What companies ask us

Which regions do you operate in?

The United States from our offices in Austin, Texas, and Latin America from our offices in Mexico City.

How can a company deploy AI without exposing its confidential information?

The key is on-premises or hybrid deployments. AI runs inside the organization’s own infrastructure, without sending data to public clouds. This requires an architecture designed from the start with privacy as a priority, not as an add-on layer. At Urdaten Richit we design and deploy private-AI platforms using technologies like NVIDIA, Elastic and Dell, ensuring sensitive data never leaves the organization’s perimeter.

What is private AI and why does it matter for enterprises?

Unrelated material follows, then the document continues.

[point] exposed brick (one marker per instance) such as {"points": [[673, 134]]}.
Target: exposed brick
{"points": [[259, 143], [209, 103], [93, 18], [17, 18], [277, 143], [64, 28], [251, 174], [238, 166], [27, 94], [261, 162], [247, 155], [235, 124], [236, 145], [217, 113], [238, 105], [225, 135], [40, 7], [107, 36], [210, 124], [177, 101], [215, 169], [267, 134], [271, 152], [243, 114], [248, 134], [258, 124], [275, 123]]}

Private AI operates entirely within the company’s own infrastructure, without relying on external APIs or public-cloud models. For enterprise organizations, especially in sectors like finance or government, this is critical: it guarantees full control over data, regulatory compliance and the elimination of sensitive-information risk.

What certifications should an enterprise AI provider have to guarantee security?

The minimum standard for projects with sensitive data is ISO 27001 certification, which validates the provider’s information-security controls. It’s also worth verifying that the team has certified engineers on the platforms they will deploy (Elastic, NVIDIA) or the project’s specific technologies. Urdaten Richit holds ISO 27001 certification and has certified engineers on the leading enterprise AI and data platforms.

What is the difference between a cloud AI deployment and an on-premise one?

A public-cloud deployment is faster to start but means data leaves the organization’s perimeter and is subject to the cloud provider’s policies. An on-premise deployment keeps everything within your own infrastructure, which means greater control, greater privacy and generally lower operating cost over the long term. Hybrid deployments combine both, depending on the data type and workload.

How do platforms like Elastic and NVIDIA fit into an enterprise AI architecture?

Elastic is used mainly for semantic search, unstructured-data analysis and observability. It’s the engine that lets AI find and process relevant information within the organization’s systems. NVIDIA provides the accelerated-compute infrastructure needed to run language and vision models efficiently on-premise. Together they form the technical foundation of most enterprise private-AI projects.